Monthly Archives: May 2020

Metadata on App Engine

There are various bits of metadata about your project and the current request available to your Web app when running on Google App Engine. Let’s see what they are.

These notes show how to access things using Python 3, but they apply to any App Engine standard runtime (except for the older Python 2.7, Go and Java runtimes).

Additional fields in the WSGI request environ

A request to your app results in your code being invoked with a WSGI environ object that captures the request as a series of key / value pairs describing the requested URL, the headers sent by the client, and any data sent by the client.

As well as standard variables such as HTTP_HOST and QUERY_STRING, apps on App Engine receive additional headers that are inserted by the App Engine service itself (not sent by the client). When present, you can rely on these headers being set by App Engine itself, they cannot be set by a malicious client trying to trick your app.

These extra header names all start with HTTP_X_APPENGINE. Here’s a table of the names and example values,

Key Example value
HTTP_X_APPENGINE_CITY london
HTTP_X_APPENGINE_CITYLATLONG 51.507351,-0.127758
HTTP_X_APPENGINE_COUNTRY GB
HTTP_X_APPENGINE_DEFAULT_VERSION_HOSTNAME app-engine-example.appspot.com
HTTP_X_APPENGINE_HTTPS on
HTTP_X_APPENGINE_REGION eng
HTTP_X_APPENGINE_REQUEST_LOG_ID 5ec7d80400ff0736739830b90c0001737e64627578746f6e2d706573740001696e626a756e64000820
HTTP_X_APPENGINE_USER_IP 33.53.215.240

Those location-related headers are cool! In my experience they tend to be fairly accurate, but there are times Google is unable to determine a location. Note that HTTP_X_APPENGINE_REGION describes the requesting user’s region, not the region/zone where your app is hosted.

The HTTP_X_APPENGINE_DEFAULT_VERSION_HOSTNAME header is interesting because in February 2020 App Engine moved to having a short region code in *.appspot.com host names. I wonder if projects created prior to the introduction of the new scheme all have the old-style host names in this header.

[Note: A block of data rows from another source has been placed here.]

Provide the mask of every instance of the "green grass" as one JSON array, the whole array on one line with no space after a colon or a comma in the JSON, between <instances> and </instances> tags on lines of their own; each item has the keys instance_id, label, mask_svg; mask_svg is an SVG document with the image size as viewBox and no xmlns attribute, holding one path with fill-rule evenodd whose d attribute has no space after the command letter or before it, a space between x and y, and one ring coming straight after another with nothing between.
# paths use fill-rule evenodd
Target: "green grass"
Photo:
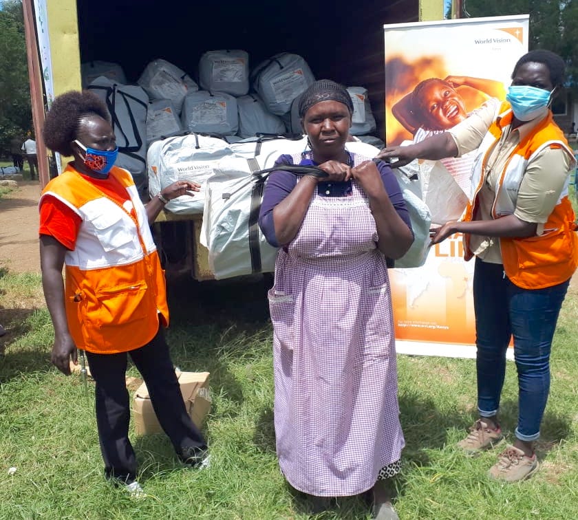
<instances>
[{"instance_id":1,"label":"green grass","mask_svg":"<svg viewBox=\"0 0 578 520\"><path fill-rule=\"evenodd\" d=\"M213 406L204 433L212 461L179 466L163 435L132 440L149 494L130 500L102 477L94 416L79 378L50 366L52 329L37 276L0 272L0 310L12 327L0 360L0 519L312 518L280 475L272 426L271 331L260 281L169 286L168 339L184 370L211 373ZM24 302L14 305L14 299ZM562 310L552 356L552 389L538 456L528 481L489 480L497 451L477 458L454 447L475 418L473 360L398 356L401 421L407 447L396 480L401 519L572 519L578 495L578 299ZM0 322L1 323L1 322ZM133 367L129 373L138 376ZM517 380L508 367L502 420L509 439ZM17 468L8 475L10 466ZM361 499L341 499L317 519L367 520Z\"/></svg>"}]
</instances>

How come the headers from the request are prefixed with HTTP_? Because WSGI extends CGI.

Environment variables

Your code has access to a regular Unix-style environment. App Engine uses this to share details of the runtime. Here’s a table with some of those keys and example values. See the documentation for environment variables for a complete list.

Key Example value
GAE_APPLICATION s~app-engine-example
GAE_DEPLOYMENT_ID 426619129872753442
GAE_ENV standard
GAE_INSTANCE 0c61b117cf53359b13df64f50b43903717d4d1d624f37d602146c9642e9ab832ea12a3a
GAE_MEMORY_MB 256
GAE_RUNTIME python37
GAE_SERVICE default
GAE_VERSION 20200221t144119
GOOGLE_CLOUD_PROJECT app-engine-example
PYTHONDONTWRITEBYTECODE 1

Interesting things:

  • GAE_APPLICATION is your project name, but prefixed with a letter and tilde. That prefix identifies the App Engine region your app belongs to, which you must choose the first time you create the App Engine service in your project. You can’t change the region later. I swear there’s documentation listing these 1 letter prefixes, but I can’t find it now.
  • GAE_SERVICE and GAE_VERSION identify the version of your app that is running. Well useful if you think everything must be divided into micro-services (it should not) or if you deploy multiple versions to test things before setting the default version (you should).
  • PYTHONDONTWRITEBYTECODE is a Python-specific thing that prevents the creation of *.pyc files and __pycache__ directories. In theory your app would start a little faster on the first request if this option was turned off, but in practise it doesn’t matter, and this makes life easier for how App Engine runs your code. Given that, I don’t get why the Google Cloud blog highlights the parallel filesystem cache feature in their Python 3.8 beta announcement. Maybe it is enabled on that runtime, I haven’t tested it myself.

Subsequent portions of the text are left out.